Standard (Recommended for Production)
pip install -e ".[engine,telemetry,config]"Adds:
- engine: scipy for utility z-score computation
- telemetry: prometheus_client for Prometheus metrics exporter
- config: pyyaml for YAML configuration loading
Full
pip install -e ".[all]"Adds all optional groups: engine, telemetry, config, mcp, crypto, pqc, persistence.

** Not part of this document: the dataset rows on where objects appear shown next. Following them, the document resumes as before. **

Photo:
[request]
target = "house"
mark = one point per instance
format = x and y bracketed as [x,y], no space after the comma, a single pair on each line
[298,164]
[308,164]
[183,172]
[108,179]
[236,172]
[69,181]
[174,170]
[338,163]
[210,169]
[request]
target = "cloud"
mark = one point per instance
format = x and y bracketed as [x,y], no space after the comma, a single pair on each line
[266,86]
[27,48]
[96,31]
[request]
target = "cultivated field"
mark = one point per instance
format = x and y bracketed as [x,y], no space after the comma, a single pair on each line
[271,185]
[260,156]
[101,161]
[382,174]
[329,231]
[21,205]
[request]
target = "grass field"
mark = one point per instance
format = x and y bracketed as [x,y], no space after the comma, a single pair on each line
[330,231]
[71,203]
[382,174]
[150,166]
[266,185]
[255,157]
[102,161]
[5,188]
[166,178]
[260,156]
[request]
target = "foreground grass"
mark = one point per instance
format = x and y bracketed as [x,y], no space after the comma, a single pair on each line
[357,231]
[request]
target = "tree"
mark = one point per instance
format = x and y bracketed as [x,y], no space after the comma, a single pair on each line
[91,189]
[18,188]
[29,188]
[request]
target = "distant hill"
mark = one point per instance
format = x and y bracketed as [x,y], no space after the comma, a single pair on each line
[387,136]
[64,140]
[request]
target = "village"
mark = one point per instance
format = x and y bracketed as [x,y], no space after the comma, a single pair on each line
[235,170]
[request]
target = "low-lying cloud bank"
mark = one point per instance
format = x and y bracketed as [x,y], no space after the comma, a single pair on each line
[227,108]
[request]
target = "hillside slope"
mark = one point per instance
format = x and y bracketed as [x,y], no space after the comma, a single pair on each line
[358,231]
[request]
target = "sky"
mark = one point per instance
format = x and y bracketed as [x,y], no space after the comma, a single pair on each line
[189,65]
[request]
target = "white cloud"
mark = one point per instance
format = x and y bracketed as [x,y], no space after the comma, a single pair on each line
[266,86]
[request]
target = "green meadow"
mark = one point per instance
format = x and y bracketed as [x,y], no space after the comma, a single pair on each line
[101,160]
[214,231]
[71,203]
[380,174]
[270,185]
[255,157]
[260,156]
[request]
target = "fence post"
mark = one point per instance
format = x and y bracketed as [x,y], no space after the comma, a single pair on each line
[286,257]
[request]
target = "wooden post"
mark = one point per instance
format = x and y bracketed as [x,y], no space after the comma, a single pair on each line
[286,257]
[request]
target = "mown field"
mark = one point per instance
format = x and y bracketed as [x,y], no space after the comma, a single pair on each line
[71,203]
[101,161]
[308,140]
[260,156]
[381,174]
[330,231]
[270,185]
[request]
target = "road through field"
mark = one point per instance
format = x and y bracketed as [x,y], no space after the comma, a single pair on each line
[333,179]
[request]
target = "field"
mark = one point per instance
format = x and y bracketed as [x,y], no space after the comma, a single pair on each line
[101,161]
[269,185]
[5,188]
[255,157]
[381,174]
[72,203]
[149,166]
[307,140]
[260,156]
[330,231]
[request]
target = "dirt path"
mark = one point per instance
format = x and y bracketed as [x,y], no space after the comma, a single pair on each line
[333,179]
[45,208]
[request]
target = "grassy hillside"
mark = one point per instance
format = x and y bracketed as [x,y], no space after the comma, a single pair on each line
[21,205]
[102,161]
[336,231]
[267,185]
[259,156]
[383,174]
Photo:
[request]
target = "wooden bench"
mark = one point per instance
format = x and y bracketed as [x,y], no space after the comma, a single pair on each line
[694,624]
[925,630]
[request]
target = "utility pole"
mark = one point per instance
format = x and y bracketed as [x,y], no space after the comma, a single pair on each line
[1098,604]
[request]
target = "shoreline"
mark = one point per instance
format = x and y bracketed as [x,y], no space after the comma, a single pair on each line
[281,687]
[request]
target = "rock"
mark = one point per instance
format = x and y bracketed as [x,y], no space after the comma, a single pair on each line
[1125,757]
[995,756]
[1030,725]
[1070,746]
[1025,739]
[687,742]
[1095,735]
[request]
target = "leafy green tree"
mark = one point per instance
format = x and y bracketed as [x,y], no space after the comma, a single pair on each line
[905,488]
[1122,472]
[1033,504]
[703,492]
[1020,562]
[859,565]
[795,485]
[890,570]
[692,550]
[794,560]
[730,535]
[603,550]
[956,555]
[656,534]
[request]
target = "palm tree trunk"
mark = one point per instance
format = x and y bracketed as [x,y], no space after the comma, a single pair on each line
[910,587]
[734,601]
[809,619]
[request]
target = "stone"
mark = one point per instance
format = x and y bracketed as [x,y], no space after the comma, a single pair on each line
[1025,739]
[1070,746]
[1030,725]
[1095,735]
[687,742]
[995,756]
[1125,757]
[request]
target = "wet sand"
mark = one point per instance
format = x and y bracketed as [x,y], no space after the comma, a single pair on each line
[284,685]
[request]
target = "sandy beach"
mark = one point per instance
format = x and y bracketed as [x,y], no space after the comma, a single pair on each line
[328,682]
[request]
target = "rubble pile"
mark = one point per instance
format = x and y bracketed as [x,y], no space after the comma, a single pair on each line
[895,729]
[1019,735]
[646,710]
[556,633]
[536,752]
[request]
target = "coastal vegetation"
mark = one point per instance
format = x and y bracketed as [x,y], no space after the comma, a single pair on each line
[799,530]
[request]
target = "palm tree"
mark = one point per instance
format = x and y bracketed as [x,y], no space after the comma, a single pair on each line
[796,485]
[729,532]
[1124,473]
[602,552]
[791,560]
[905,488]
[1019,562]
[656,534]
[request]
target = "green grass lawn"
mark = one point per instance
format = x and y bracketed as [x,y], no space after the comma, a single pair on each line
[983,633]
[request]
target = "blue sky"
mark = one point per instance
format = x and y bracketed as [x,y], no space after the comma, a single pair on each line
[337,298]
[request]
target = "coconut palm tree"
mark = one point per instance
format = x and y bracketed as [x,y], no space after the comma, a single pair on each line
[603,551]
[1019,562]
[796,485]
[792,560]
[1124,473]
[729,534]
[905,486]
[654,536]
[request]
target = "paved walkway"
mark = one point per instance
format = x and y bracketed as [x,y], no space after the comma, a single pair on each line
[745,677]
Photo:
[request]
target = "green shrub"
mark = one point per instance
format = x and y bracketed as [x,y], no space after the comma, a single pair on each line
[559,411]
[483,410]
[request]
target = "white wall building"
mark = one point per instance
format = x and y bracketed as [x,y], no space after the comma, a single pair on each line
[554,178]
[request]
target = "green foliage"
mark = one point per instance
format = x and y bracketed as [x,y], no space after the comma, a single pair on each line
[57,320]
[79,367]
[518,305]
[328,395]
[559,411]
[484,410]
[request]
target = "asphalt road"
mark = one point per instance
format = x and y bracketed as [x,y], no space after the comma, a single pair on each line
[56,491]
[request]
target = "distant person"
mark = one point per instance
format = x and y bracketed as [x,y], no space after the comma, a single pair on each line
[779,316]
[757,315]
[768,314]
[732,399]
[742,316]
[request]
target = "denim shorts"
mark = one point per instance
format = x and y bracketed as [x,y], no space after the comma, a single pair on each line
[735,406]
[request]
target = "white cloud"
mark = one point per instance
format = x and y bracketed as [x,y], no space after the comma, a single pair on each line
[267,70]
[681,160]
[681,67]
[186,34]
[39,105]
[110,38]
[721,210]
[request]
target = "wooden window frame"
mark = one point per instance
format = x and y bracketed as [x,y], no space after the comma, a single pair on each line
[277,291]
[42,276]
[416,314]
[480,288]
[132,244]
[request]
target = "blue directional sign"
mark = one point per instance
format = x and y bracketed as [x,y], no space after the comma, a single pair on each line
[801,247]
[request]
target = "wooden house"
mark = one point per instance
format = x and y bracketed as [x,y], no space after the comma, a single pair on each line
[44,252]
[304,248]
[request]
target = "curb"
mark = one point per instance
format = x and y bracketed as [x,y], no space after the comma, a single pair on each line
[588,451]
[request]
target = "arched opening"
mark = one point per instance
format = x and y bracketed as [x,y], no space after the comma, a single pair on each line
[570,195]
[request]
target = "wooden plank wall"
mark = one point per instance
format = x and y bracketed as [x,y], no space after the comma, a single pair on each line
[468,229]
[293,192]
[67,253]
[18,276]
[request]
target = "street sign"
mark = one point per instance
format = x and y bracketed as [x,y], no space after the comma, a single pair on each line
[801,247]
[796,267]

Optional Dependency Groups
| Group | Package(s) | Purpose |
|---|---|---|
engine | scipy | Utility z-score computation |
telemetry | prometheus_client | Prometheus metrics exporter |
config | pyyaml | YAML configuration loading |
mcp | pyyaml | MCP server for AI agents |
crypto | btclib, coincurve | BIP-340 Schnorr signatures |
pqc | liboqs-python | ML-DSA-44, ML-KEM-768 (requires native liboqs) |
persistence | sqlalchemy, asyncpg, aiosqlite | Durable workflow state |
3. Configuration
Default Configuration
from aegis_governance import AegisConfig
# Uses frozen defaults matching schema/interface-contract.yaml
config = AegisConfig.default()YAML Configuration
# Requires: pip install -e ".[config]"
config = AegisConfig.from_yaml("config.yaml")Example config.yaml:
parameters:
epsilon_R: 0.01
epsilon_P: 0.01
risk_trigger_factor: 2.0
profit_trigger_factor: 2.0
trigger_confidence_prob: 0.95
novelty_gate:
N0: 0.7
k: 10.0
output_threshold: 0.6
complexity_floor: 0.5
quality_min_score: 0.7Dict Configuration
config = AegisConfig.from_dict({"epsilon_R": 0.02, "quality_min_score": 0.8})Environment Variables
| Variable | Purpose | Default |
|---|---|---|
AEGIS_CONFIG_PATH | Path to YAML config file | None (uses defaults) |
AEGIS_METRICS_PORT | Metrics server port | 9090 |
AEGIS_LOG_LEVEL | Logging level | INFO |
DATABASE_URL | PostgreSQL connection string | None (in-memory) |
Frozen Parameter Policy
schema/interface-contract.yaml is the authoritative source for parameter values. AegisConfig defaults match this file exactly. Runtime mutation is impossible (frozen dataclass). Parameter changes require formal recalibration approval.
4. Docker Deployment
Dockerfile
The repository includes a multi-stage Dockerfile:
docker build -t aegis-governance .Key features:
- Multi-stage build (smaller image)
- Non-root user (
aegis, UID 1000) - Health check via
aegis version - Exposes port 9090 for metrics
Docker Compose
Start AEGIS with Prometheus and Grafana:
docker compose up -dServices:
| Service | Port | Purpose |
|---|---|---|
aegis | 9090 | AEGIS metrics server |
prometheus | 9091 | Prometheus monitoring |
grafana | 3000 | Grafana dashboards |
Environment Variables (Docker)
| Variable | Default | Purpose |
|---|---|---|
AEGIS_CONFIG_PATH | /app/schema/interface-contract.yaml | Config file path |
AEGIS_METRICS_PORT | 9090 | Metrics endpoint port |
DATABASE_URL | None | PostgreSQL connection string |
Volume Mounts
| Container Path | Purpose |
|---|---|
/app/schema/ | Configuration schemas (read-only) |
/app/config/ | Custom configuration (optional) |
5. Kubernetes Deployment
Deployment
apiVersion: apps/v1
kind: Deployment
metadata:
name: aegis-governance
labels:
app: aegis-governance
spec:
replicas: 2
selector:
matchLabels:
app: aegis-governance
template:
metadata:
labels:
app: aegis-governance
annotations:
prometheus.io/scrape: "true"
prometheus.io/port: "9090"
prometheus.io/path: "/metrics"
spec:
securityContext:
runAsNonRoot: true
runAsUser: 1000
containers:
- name: aegis
image: aegis-governance:latest
# TIP: For production, consider moving this to an entrypoint script
# (e.g., docker-entrypoint.sh) for easier maintenance and log handling.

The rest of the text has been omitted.